Agree that fine-tuning is essential for OpenAI to:
o Build an Ecosystem. Build and retaining an ecosystem of vertical integrators that otherwise will build on competitors or open source
o Deliver a Moat. Give these third-parties the ability to build businesses around solutions that have a significant moat (i.e. that can’t be trivially replicated by endless competitors)

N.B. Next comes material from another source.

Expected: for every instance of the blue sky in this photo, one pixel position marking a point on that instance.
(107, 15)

o Meet Expectations. Improve outcomes in verticals to move beyond dancing bearware deliver results that reliably meet a paid customer’s expectation
That said, I can see a number of reasons why fine-tuning would not be OpenAI’s priority just now, because of:
o Bigger Fish. The horizontal applications DALL-E and GPT (e.g. building DALL-E into Microsoft Designer and Bing, maybe building Chat GPT into Word, Codex, etc.) are a faster route to revenue and a quicker return on Microsoft’s investment in OpenAI than third-party verticals right now.
o Immediate Obsolescence. Rumor has it that GPT4 will be trained on 500x more data than GPT3, likely making many fine-tuning efforts on GPT3 obsolete in short order. I’ve found some few shot prompts on text-davinci-003 already outdo a model with hundreds of fine-tuned examples on text-davinci-002 in some respects.
o Bad Outcomes in Key Verticals. Regardless of how well you tune GPT3, you can’t overcome the failing that GPT3 is basically guessing at an answer, it doesn’t know when it’s wrong, and in sophisticated topics, its errors can be hard for even a trained professional to spot. As such, it isn’t likely you can tune GPT3 to produce reliable enough results in high value verticals (e.g. medical advice, legal advice) to reduce human effort in those fields. The technology needs improve before it’s viable (e.g. it needs to be able to express percentage confidence in portions of results, to limit inputs to valid bodies of text, to trace back to likely sources of its output, etc.)
I hope I’m wrong, as being able to fine-tune the latest model would be a fantastic advance.